Other Supply, Energy Changes
Several other changes that improved the delivered price of energy were implemented.
Since the Jones Island WWTP had back-up fuel facilities, additional economic value was obtained by selling options to use the 3800 DT per day firm transportation and supply for short periods of time. These economics are driven by facilities that can only use natural gas and periods of high demand. By selling the natural gas and using fuel oil and propane, the plant needs can be reliably met while lowering overall energy costs.
Concurrent with the selection of the new gas marketer, the local distribution company that serves the major collection facilities announced an alternative supply program for a limited number of customers. The 10 largest collection facilities were selected to participate in the alternative supplier program.
While the Jones Island WTP had historically focused on matching gas nominations with use, the South Shore plant had not paid as much attention to the costs resulting from these imbalances. United Water centralized use-monitoring to match prior day gas nominations and reduce balancing charges. Additionally, both plants benefited from the implementation of intraday nominations that allowed changes to predicted gas use during the use day.
New power sales agreements were negotiated that increased the capacity and energy payments for electricity exported from the Jones Island facility.

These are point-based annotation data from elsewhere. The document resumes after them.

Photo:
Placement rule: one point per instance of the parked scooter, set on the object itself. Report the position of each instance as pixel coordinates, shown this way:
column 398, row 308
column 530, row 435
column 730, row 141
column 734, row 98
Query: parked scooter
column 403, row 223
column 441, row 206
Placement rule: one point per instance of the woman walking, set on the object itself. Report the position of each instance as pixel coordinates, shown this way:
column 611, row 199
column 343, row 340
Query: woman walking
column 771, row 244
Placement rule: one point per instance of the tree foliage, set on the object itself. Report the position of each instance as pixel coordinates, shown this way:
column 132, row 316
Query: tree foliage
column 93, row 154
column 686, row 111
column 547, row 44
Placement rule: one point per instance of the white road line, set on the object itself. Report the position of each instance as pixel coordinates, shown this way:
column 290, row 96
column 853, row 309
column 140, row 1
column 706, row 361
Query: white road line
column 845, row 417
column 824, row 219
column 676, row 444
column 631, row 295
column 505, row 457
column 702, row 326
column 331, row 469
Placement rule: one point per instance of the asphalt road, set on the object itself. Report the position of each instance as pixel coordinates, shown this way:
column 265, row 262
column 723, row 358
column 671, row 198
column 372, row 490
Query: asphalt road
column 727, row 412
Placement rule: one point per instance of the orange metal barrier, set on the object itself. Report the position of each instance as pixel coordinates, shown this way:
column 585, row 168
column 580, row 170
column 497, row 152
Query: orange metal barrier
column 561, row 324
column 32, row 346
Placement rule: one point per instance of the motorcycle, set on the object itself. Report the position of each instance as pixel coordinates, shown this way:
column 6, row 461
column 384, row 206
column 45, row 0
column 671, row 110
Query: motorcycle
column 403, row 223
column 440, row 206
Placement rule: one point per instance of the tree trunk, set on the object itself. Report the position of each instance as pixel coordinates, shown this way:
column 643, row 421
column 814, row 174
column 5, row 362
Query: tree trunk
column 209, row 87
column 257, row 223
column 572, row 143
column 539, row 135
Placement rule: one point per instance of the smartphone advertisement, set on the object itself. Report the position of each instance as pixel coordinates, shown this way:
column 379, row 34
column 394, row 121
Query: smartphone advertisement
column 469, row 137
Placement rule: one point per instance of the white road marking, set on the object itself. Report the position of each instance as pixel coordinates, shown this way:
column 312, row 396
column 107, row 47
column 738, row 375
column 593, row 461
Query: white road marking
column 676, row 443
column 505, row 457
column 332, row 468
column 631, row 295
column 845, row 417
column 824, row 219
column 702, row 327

The success of the revisions to the energy strategy is reflected in lower energy costs to the facilities. In 1999, the cumulative aggregate energy cost at the facilities was $7.2 million. Specific results of these current changes show the following:
- For the plants, the burner tip price can be divided into three components: the commodity price, the intrastate transportation cost, and the local distribution costs. For the sake of this comparison, balancing and administrative charges are included in the intrastate component. For the year ending 1999, the new strategy resulted in a 21 percent unit fuel cost reduction. Additional savings are not fully reflected for the firm commodity reduction since they began in November 1999. An additional $0.05 per DT annual reduction is expected to the intrastate transportation on an annual basis.
- Natural gas costs for the collection system facilities under the alternative energy supplier have been 20 percent below the gas company rates.
- Revenues from electric power sales have increased by 100 percent for capacity payments and 64 percent for dispatched energy with no increase in operating costs.
About the Author:
John Cheslik is Assistant Project Manager for the United Water Milwaukee Project. Cheslik has more than 18 years experience in the field of civil engineering and operation of water and wastewater systems. His experience and expertise includes: facility planning, design, pilot testing, operator training, process optimization, and operations and maintenance support. He has worked as senior and chief engineer for privately-owned water and wastewater utility companies, senior operation and maintenance engineer for combined 250 MGD wastewater facilities, and provided process design, testing and application on a wide variety of industrial and municipal applications.